I might not put it in terms this harsh, but I understand this deep, burning sense of anger, and I feel some of it myself. The country I thought I knew has been taken over by a hateful cabal that seems devoted to cruelty for cruelty’s sake. These currents of misogyny, white supremacy and Christian fundamentalism have always been with us, but they’re more powerful than they have been in a long time. What’s the value of being the bigger person, if all it means is letting them win time and again? They’ve long been waging total war against progressive ideas, and I think it’s time we return the favor.
To be clear, I don’t think police officers, firefighters or paramedics should pick and choose who to rescue based on the victim’s political affiliations. That’s not a world I would want to live in. When there’s a professional duty to render aid, that duty should be respected impartially and carried out to the letter.
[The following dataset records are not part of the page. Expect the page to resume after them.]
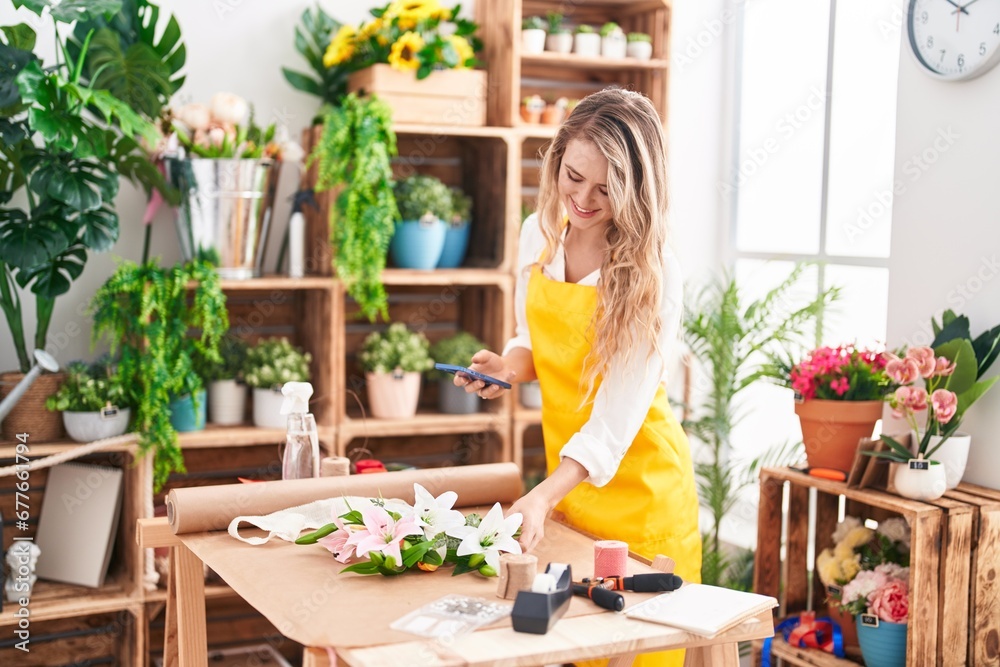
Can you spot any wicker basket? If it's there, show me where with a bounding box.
[0,372,66,444]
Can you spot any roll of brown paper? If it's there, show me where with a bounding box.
[319,456,351,477]
[167,463,523,535]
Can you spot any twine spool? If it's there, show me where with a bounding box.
[594,540,628,577]
[497,554,538,600]
[319,456,351,477]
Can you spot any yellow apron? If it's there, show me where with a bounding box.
[526,265,701,667]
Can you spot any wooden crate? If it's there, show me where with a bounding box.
[347,64,486,127]
[754,468,973,667]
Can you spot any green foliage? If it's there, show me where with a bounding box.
[91,262,229,489]
[243,338,312,389]
[45,361,128,412]
[392,174,452,220]
[307,93,397,321]
[684,264,839,583]
[427,331,488,380]
[361,322,434,373]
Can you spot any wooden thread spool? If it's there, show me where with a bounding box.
[497,554,538,600]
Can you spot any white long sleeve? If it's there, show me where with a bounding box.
[504,215,683,486]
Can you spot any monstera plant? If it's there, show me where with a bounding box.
[0,0,184,372]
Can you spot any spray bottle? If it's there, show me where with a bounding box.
[281,382,319,479]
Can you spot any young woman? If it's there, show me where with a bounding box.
[455,89,701,665]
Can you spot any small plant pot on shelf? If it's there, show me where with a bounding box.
[208,380,247,426]
[438,380,483,415]
[170,389,208,433]
[62,408,132,442]
[365,371,420,419]
[389,216,448,271]
[253,388,288,428]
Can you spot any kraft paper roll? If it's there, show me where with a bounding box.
[167,463,523,535]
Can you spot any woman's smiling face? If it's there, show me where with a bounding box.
[559,139,611,229]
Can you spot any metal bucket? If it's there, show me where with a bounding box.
[166,158,280,280]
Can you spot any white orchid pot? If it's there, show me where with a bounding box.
[545,32,573,53]
[365,370,420,419]
[253,388,288,428]
[208,380,247,426]
[892,461,947,500]
[521,28,545,56]
[573,32,601,58]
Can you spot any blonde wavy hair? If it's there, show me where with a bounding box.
[538,88,667,394]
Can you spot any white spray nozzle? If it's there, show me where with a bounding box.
[281,382,313,415]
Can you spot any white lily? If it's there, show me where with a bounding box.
[447,503,523,572]
[413,483,465,540]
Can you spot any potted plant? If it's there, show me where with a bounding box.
[197,335,247,426]
[521,16,545,56]
[0,0,174,442]
[389,174,451,270]
[601,21,628,58]
[45,361,131,442]
[573,23,601,58]
[427,331,486,415]
[437,187,472,269]
[243,338,312,428]
[360,322,434,419]
[626,32,653,60]
[545,12,573,53]
[91,262,229,488]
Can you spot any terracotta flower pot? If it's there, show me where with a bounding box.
[795,399,882,473]
[0,372,66,444]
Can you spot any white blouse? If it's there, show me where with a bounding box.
[504,214,683,486]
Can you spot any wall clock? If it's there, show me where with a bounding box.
[907,0,1000,81]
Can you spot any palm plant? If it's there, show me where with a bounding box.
[684,264,839,584]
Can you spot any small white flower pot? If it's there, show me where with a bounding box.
[253,388,288,428]
[365,372,420,419]
[545,32,573,53]
[208,380,247,426]
[63,408,132,442]
[573,32,601,58]
[625,42,653,60]
[601,32,628,58]
[521,28,545,56]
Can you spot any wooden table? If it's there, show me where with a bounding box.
[137,518,774,667]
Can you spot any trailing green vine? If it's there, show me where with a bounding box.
[91,262,229,489]
[308,93,399,321]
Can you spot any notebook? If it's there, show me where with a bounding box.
[625,584,778,638]
[35,463,122,588]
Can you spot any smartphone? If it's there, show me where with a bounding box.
[434,364,510,389]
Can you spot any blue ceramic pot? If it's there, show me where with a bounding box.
[854,615,906,667]
[170,389,208,433]
[438,220,472,269]
[389,218,448,270]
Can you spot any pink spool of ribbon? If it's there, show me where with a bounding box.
[594,540,628,577]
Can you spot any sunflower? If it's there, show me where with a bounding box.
[389,32,424,72]
[323,25,358,67]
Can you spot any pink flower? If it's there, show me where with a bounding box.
[346,505,424,567]
[868,579,910,623]
[931,389,958,424]
[906,346,936,378]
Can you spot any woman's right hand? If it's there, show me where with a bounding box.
[454,350,517,399]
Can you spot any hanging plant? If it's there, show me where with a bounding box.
[91,262,229,490]
[307,93,398,321]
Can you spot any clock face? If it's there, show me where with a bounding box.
[907,0,1000,81]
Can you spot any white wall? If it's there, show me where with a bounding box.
[888,38,1000,488]
[0,0,724,370]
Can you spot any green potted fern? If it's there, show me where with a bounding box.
[361,322,434,419]
[427,331,486,415]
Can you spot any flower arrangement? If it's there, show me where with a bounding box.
[296,484,522,577]
[323,0,482,79]
[243,338,312,389]
[361,322,434,373]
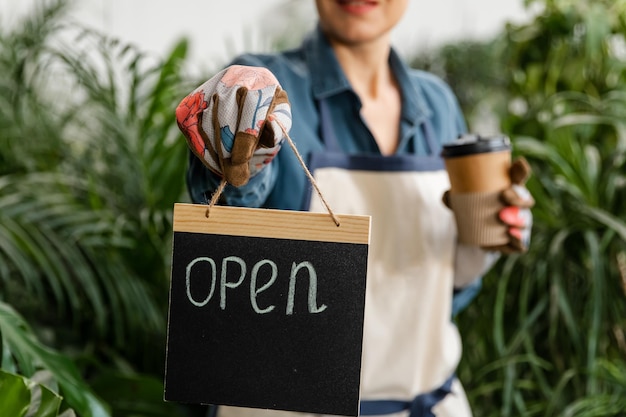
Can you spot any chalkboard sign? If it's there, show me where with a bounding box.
[164,204,370,416]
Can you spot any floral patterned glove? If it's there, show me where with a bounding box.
[176,65,291,187]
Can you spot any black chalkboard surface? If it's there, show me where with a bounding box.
[164,204,370,416]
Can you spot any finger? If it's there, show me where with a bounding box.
[259,87,291,148]
[441,190,452,208]
[500,184,535,208]
[498,206,530,228]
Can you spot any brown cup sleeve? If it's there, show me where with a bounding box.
[448,191,509,246]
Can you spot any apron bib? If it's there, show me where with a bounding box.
[219,101,471,417]
[305,101,466,416]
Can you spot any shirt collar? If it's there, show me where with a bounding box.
[304,25,430,123]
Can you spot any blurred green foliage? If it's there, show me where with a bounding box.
[414,0,626,417]
[0,0,626,417]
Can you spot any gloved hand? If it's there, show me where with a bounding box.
[176,65,291,187]
[485,158,535,253]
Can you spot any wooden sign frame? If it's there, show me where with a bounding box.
[164,203,371,416]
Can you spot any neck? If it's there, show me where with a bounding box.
[333,38,393,100]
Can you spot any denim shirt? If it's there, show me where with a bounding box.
[187,27,466,210]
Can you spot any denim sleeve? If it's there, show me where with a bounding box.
[186,151,276,207]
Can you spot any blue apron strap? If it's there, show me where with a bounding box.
[359,375,455,417]
[421,119,441,156]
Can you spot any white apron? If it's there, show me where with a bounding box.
[219,101,471,417]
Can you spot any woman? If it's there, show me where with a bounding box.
[177,0,530,417]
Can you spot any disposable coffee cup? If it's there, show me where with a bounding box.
[441,135,511,247]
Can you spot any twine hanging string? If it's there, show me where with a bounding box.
[206,119,341,227]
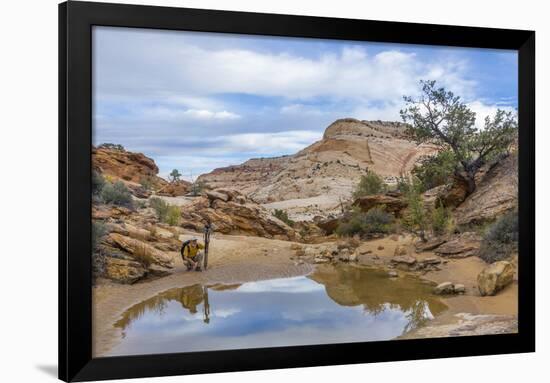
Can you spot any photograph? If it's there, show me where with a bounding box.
[90,25,528,358]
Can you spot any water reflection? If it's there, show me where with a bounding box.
[110,266,445,355]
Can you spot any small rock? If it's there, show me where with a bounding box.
[477,261,515,296]
[391,255,416,266]
[434,282,455,295]
[454,283,466,294]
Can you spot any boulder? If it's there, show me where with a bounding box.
[180,196,299,240]
[105,233,174,268]
[391,255,416,266]
[104,257,147,284]
[156,180,193,197]
[414,237,447,253]
[435,232,481,258]
[434,282,455,295]
[353,194,407,217]
[205,190,229,202]
[477,261,515,296]
[454,283,466,294]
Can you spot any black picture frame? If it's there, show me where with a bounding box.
[59,1,535,381]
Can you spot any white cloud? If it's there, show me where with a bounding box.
[95,29,475,104]
[468,100,515,129]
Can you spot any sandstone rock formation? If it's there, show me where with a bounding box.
[181,189,298,240]
[155,180,192,197]
[435,232,481,258]
[454,153,518,225]
[92,147,162,183]
[477,261,515,296]
[199,119,437,210]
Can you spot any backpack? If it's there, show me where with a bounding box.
[180,239,191,262]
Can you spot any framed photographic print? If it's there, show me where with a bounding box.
[59,1,535,381]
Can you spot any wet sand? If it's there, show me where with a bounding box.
[92,234,313,357]
[93,234,518,357]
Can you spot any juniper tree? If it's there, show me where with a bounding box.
[400,81,518,194]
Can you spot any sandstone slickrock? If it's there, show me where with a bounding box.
[105,233,174,268]
[181,190,298,240]
[92,147,166,183]
[435,232,481,258]
[105,257,147,284]
[199,119,437,210]
[434,282,454,295]
[155,180,192,197]
[391,255,416,266]
[414,237,447,253]
[454,153,518,225]
[477,261,515,296]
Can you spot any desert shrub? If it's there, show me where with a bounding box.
[401,179,429,241]
[98,142,124,152]
[478,211,519,263]
[92,221,108,252]
[149,197,181,226]
[92,170,105,195]
[92,221,108,277]
[273,209,294,226]
[100,181,132,207]
[430,205,451,235]
[132,244,155,268]
[336,207,394,237]
[412,150,456,192]
[149,197,169,222]
[353,171,386,198]
[139,177,153,190]
[191,181,206,197]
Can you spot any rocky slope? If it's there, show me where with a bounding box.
[454,153,518,225]
[92,147,191,198]
[199,118,436,208]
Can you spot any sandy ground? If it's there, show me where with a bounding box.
[93,233,518,356]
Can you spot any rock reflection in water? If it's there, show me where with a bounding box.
[110,266,445,355]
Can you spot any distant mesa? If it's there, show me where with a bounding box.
[199,118,437,203]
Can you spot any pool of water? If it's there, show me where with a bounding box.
[109,266,446,355]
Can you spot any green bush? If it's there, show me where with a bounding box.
[98,142,124,152]
[100,181,132,207]
[401,178,429,241]
[430,205,451,235]
[412,150,456,192]
[336,207,394,237]
[478,211,519,263]
[92,221,108,252]
[139,177,153,190]
[273,209,294,227]
[149,197,181,226]
[353,171,386,198]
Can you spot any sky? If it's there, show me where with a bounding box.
[92,26,518,180]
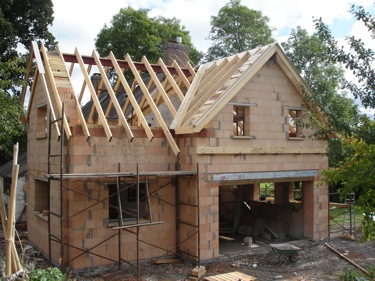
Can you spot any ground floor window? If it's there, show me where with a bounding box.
[107,183,147,220]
But what about the rest of us?
It’s nice to think that you can win political battles by serenely forgiving the oppressor, no matter what torments they inflict on you, until they’re shamed into mending their ways. But again, that’s a Hollywood trope that’s been nurtured and promoted by religion. It may work occasionally on an individual level, but even that’s rare. It’s certainly not a way to bring about broad social change.
For me, the starting point is this post I wrote in 2013, where I said that we shouldn’t forgive or help indiscriminately. In particular, I don’t think we should aid people who wouldn’t show that courtesy to us if our positions were reversed. To do otherwise sends the message that there are no consequences for being bigoted or cruel.
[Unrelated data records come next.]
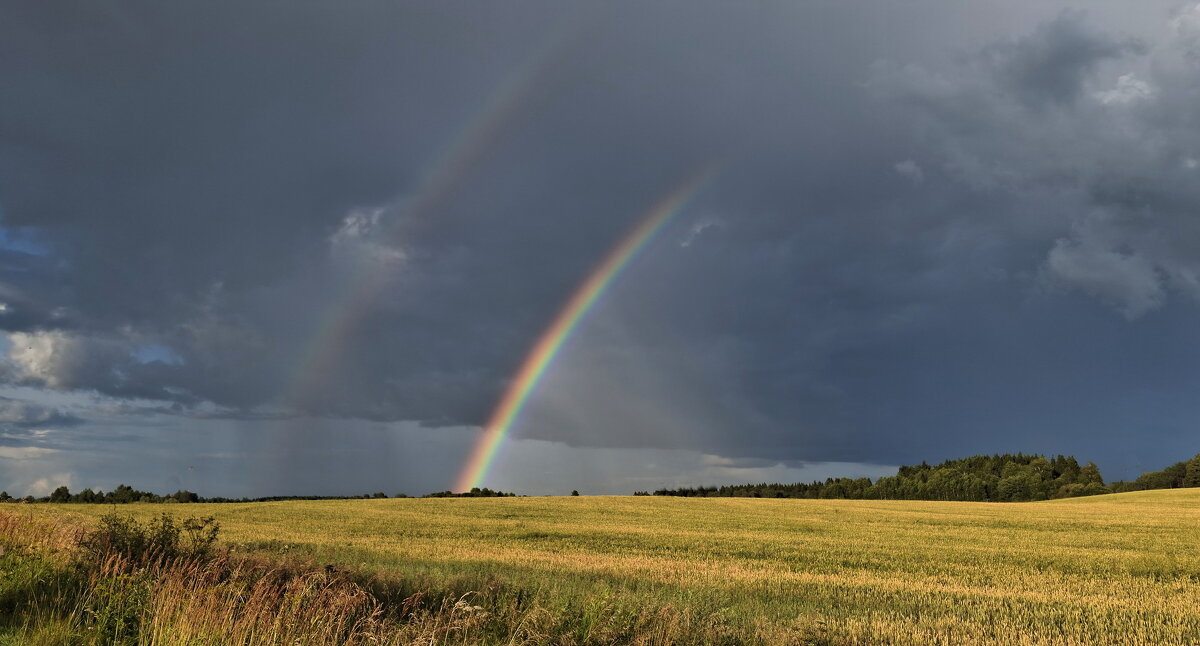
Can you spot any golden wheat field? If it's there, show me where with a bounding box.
[14,489,1200,645]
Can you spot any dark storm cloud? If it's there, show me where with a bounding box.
[0,2,1200,482]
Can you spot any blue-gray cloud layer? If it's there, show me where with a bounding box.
[0,2,1200,487]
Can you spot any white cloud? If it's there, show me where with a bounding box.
[1044,239,1166,318]
[8,331,80,388]
[1092,74,1156,106]
[0,447,59,460]
[25,473,73,496]
[329,207,408,263]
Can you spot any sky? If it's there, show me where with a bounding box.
[0,0,1200,497]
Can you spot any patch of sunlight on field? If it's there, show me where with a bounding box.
[28,489,1200,645]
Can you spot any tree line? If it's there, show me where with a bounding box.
[0,484,516,504]
[652,453,1200,502]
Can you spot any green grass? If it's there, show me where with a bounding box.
[14,489,1200,645]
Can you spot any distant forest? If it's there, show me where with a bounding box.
[635,453,1200,502]
[0,453,1200,504]
[0,484,516,504]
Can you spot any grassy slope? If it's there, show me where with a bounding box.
[31,489,1200,644]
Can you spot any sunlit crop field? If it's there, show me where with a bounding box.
[22,489,1200,645]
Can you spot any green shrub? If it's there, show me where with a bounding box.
[82,512,221,562]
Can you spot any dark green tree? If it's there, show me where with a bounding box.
[50,486,71,502]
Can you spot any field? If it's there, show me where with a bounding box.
[7,489,1200,645]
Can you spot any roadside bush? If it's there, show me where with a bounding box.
[80,512,221,562]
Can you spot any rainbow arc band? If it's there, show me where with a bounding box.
[454,162,720,492]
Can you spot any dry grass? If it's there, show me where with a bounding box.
[14,490,1200,645]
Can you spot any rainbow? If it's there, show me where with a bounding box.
[454,163,716,491]
[282,23,578,409]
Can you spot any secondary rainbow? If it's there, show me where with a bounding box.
[454,165,716,491]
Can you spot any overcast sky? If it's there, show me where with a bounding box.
[0,0,1200,496]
This principle was cast into sharp relief after the election, when I wrote that you get what you vote for, and this mass shooting is another painful example. Again, to be clear, I don’t endorse settling political disputes through gun battles. But when Republicans demand that handguns and semiautomatic rifles be allowed everywhere, no limitations, no restrictions, and are then shot at by an angry, violent man with a history of domestic abuse who was able to buy those weapons thanks to lax gun laws, I can’t help but think that they’re reaping the bitter fruit of their own policies.
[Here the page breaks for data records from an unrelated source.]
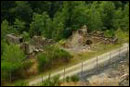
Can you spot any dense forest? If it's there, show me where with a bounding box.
[1,1,129,86]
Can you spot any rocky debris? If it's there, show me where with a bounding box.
[6,34,54,55]
[63,25,118,52]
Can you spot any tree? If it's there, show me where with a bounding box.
[99,1,115,30]
[29,12,51,36]
[1,44,25,81]
[13,18,25,34]
[10,1,33,25]
[1,20,12,39]
[86,2,103,31]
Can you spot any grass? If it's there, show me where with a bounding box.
[9,43,127,84]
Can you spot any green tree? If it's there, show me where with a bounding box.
[1,44,25,81]
[10,1,33,24]
[13,19,25,34]
[1,20,13,39]
[99,1,115,30]
[86,2,103,31]
[29,12,51,36]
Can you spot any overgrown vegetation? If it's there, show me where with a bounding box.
[37,46,72,70]
[40,75,61,86]
[1,44,26,81]
[1,1,129,40]
[1,1,129,84]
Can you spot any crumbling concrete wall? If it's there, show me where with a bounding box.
[6,34,23,44]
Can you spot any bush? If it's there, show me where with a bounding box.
[115,29,129,42]
[1,44,26,81]
[71,75,79,82]
[14,81,27,86]
[66,75,79,82]
[37,53,49,71]
[41,75,60,86]
[104,30,114,37]
[37,46,72,71]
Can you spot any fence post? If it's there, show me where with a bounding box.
[96,56,99,73]
[109,52,111,63]
[127,46,129,58]
[48,73,51,81]
[63,67,65,82]
[119,47,121,57]
[82,62,83,74]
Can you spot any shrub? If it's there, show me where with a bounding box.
[41,75,60,86]
[37,46,72,71]
[71,75,79,82]
[66,75,79,82]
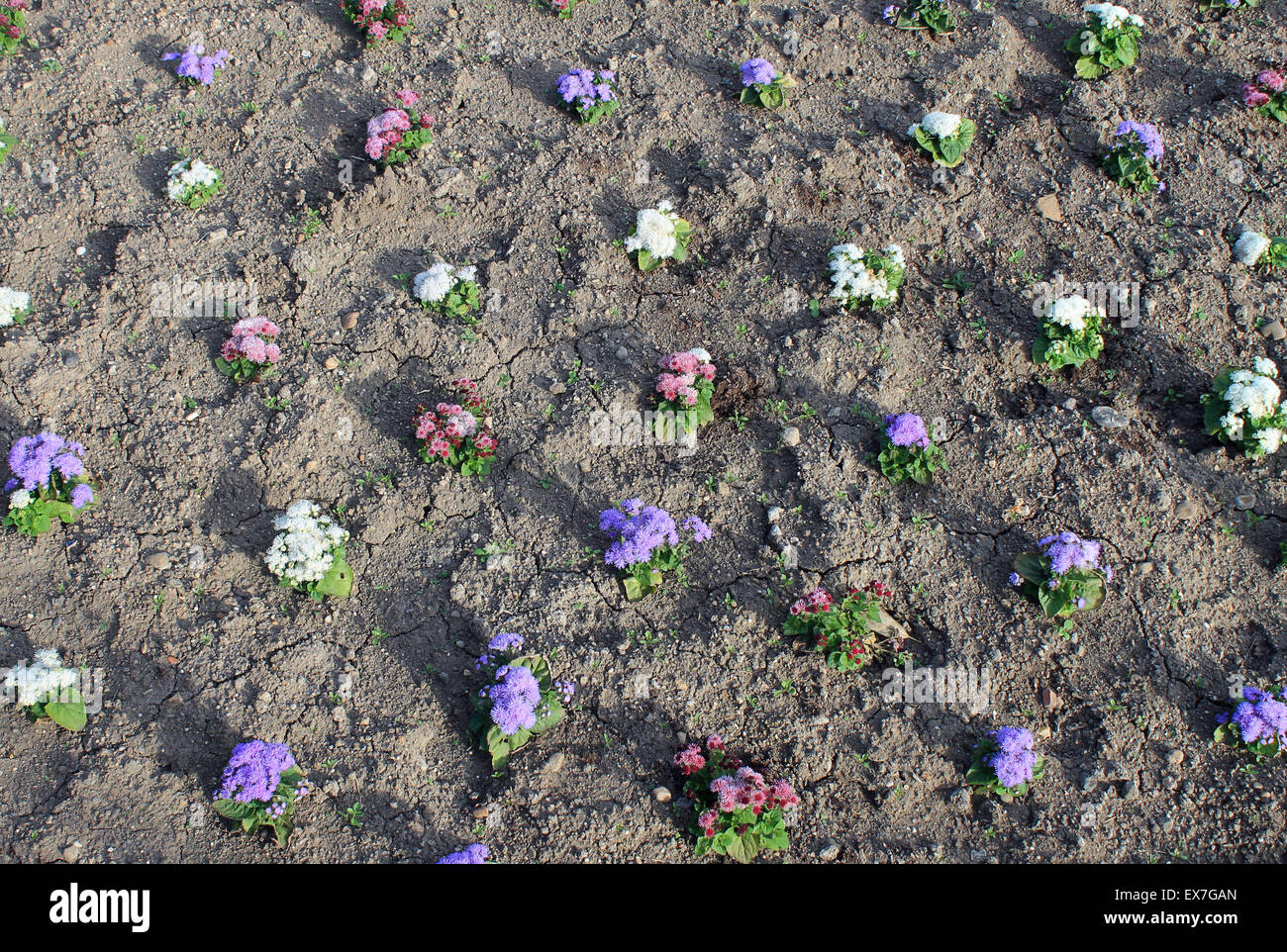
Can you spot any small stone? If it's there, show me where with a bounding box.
[1260,321,1287,341]
[1090,407,1130,429]
[1038,192,1063,222]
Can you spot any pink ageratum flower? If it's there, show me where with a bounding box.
[1256,69,1287,93]
[1242,82,1269,110]
[219,317,282,365]
[674,743,707,776]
This is the same way I feel about people desperately dependent on public health care who demanded Obamacare repeal, or climate-change deniers who live on floodplains, or anti-choicers who secretly get abortions at the clinics they want to close down, or voters in red states that demand the social safety net be shredded even though they’re supported by transfers from blue states. I’d say the same to all of them: “This is the world you wanted, now see how you like it.”
Ever since the election, I’ve decided I no longer want to cushion people like them from the consequences of their own bad choices. I want to channel my giving, my energy and my effort to people who are working to create a better world, not to people who are trying to drag us all down with them.
So, yes, if I saw an alt-rightist, a white supremacist, or someone else of that ilk in need – if they could benefit from help that I could provide – I’d decline the opportunity. I wouldn’t spend job-creating tourist dollars in communities where they hold power, or donate to charities that bridge the shortfalls they inflict on themselves by slashing the safety net, or call for bailouts where their folly leads them into disaster. And if I saw this guy broken down on the side of the road, you can be sure I’d keep on driving.
Does being selective make me a less compassionate person? Perhaps, and if so, I’ll accept that charge. But I’d argue that the instrumental virtue of compassion is to create a better world with less unfairness, less pain and suffering. To show compassion to people who want to create more injustice and more suffering is taking me farther from the goal I want to attain by practicing it.